In a phone call with Netanyahu after the deal was reached Thursday, Obama said the accord “in no way diminishes our concerns with respect to Iran’s sponsorship of terrorism and threats towards Israel and emphasized that the United States remains steadfast in our commitment to the security of Israel.” The White House and State Department made similar statements.

Iran and six world powers announced a series of understandings Thursday, with a final agreement to be reached by June 30. A final deal is meant to cut significantly into Iran’s bomb-capable technology while giving Tehran quick access to assets and markets blocked by international sanctions.

The commitments announced Thursday, if implemented, would substantially pare back some Iranian nuclear assets for a decade and restrict others for an additional five years.
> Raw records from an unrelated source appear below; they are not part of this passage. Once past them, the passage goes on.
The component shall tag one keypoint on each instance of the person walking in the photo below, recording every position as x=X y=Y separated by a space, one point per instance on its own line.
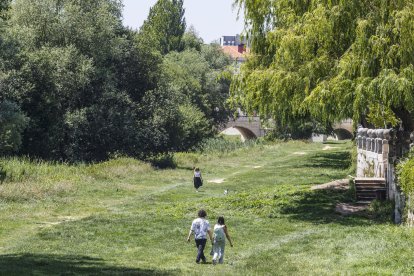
x=219 y=240
x=198 y=179
x=200 y=227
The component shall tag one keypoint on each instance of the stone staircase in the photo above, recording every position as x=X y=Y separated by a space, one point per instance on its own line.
x=368 y=189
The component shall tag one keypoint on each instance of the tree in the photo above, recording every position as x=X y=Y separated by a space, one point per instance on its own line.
x=165 y=26
x=329 y=60
x=79 y=76
x=12 y=124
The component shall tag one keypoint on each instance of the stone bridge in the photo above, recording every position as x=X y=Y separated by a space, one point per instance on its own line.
x=344 y=129
x=251 y=127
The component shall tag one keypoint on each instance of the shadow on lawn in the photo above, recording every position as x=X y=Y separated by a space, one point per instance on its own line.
x=29 y=264
x=318 y=206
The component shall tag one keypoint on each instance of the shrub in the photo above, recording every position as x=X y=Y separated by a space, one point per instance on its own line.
x=12 y=124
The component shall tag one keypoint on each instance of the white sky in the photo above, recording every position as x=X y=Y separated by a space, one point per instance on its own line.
x=211 y=18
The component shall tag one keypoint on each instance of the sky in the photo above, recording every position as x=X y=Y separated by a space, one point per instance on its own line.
x=211 y=18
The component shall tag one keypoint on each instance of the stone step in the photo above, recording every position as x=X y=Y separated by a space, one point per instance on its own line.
x=373 y=188
x=367 y=188
x=369 y=180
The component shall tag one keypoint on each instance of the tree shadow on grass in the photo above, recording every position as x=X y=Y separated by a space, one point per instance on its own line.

According to a US document listing those commitments, Tehran is ready to reduce its number of centrifuges, the machines that can spin uranium gas to levels used in nuclear warheads.

Of the nearly 20,000 centrifuges Iran now has installed or running at its main enrichment site, the country would be allowed to operate just over 5,000. Much of its enriched stockpiles would be neutralized. A planned reactor would be reconstructed so it can’t produce weapons-grade plutonium. Monitoring and inspections by the UN nuclear agency would be enhanced.